The folly forming in the bleached landscape was every bit of that:
its tower-neck in nobler stone patched with mortar, the body of humbler grey flint. Bits added on contributed a ribbed effect, the buckling timber only waiting for time, weather, or invasion to send it flying apart.

‘I love it,' Mrs Trist announced with the glib spontaneity of a guest at an Untermeyer party.

No, she wasn't quite so dishonest; she didn't ‘adore' it.

What appealed to her were aspects of its homely ugliness, the local flints, like the knobs of Gravenor's finger joints. She resisted taking up the hand nearest her, which might have led to more and worse.

After the two of them had struggled inside with her bag, he resumed his apologies in an automatic silence-filling way, ‘… primitive as I warned you, darling.'

There was a fire burning in one room, then in a second. There was more than a touch of luxury, but of a subdued kind, such as the crypto-rich and the aristocratic hope will put them right with democracy.

In the same way the slaves who keep luxury in order may be discounted if they remain invisible.

Rod said, ‘There's an old body comes over from the village and cleans up. Leaves a stew—a rice pudding. Otherwise, I do for myself while I'm here.'

‘I look forward to seeing that.' She meant it tenderly, but he might have taken it as censure.

He left her after showing her her room, which looked out over the dyke, the crown of thorns, and the uncharitable light off a sea which, although invisible from where she was standing, must be lashing itself into frenzied action.

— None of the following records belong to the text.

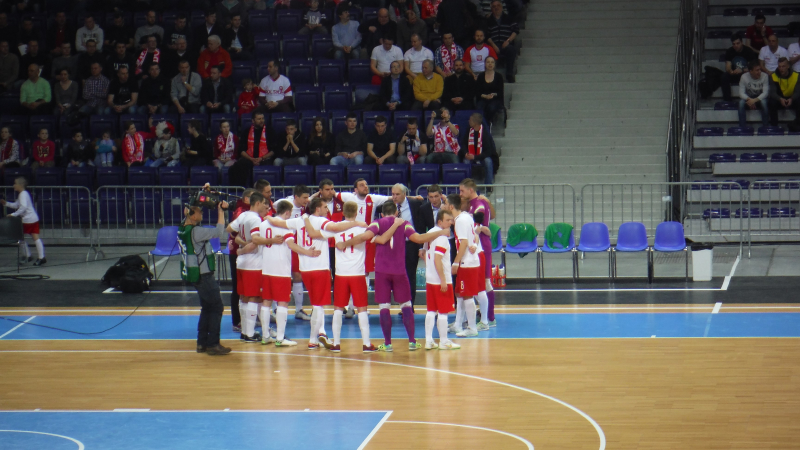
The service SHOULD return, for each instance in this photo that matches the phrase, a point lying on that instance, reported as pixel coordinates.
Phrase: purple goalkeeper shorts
(386, 283)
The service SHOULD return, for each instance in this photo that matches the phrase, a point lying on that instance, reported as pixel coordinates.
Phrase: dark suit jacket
(406, 92)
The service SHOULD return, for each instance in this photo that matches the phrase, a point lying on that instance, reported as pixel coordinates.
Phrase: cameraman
(411, 149)
(197, 267)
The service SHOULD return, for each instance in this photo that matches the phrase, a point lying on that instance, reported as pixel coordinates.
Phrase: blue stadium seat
(269, 173)
(368, 172)
(200, 175)
(423, 175)
(333, 173)
(393, 173)
(294, 175)
(454, 173)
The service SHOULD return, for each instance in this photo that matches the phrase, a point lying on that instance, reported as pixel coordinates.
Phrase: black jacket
(406, 92)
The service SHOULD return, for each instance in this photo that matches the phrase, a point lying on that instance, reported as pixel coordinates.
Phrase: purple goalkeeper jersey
(391, 256)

After living through the approach of one, and the early stages of a second and more equivocal war, she was sensitive to hysteria in the elements as well, yet probably, however many wars she experienced, she would not believe in their reality. Any more than she could believe in her own by now middle-aged face, in which every wrinkle was quivering as she repaired her lips in a fogged glass, driving the lipstick in as though committing a rape.

She glanced at her wrist, not so smooth as it should have been because Fatma had let her down that week. She found herself looking, she realised, for Eddie Twyborn's wristwatch: checking the time when we go over the top. The stench of sweat-rotted leather, mud, blood, and was it semen? rose disconcertingly through the concentrated perfume of French Fern.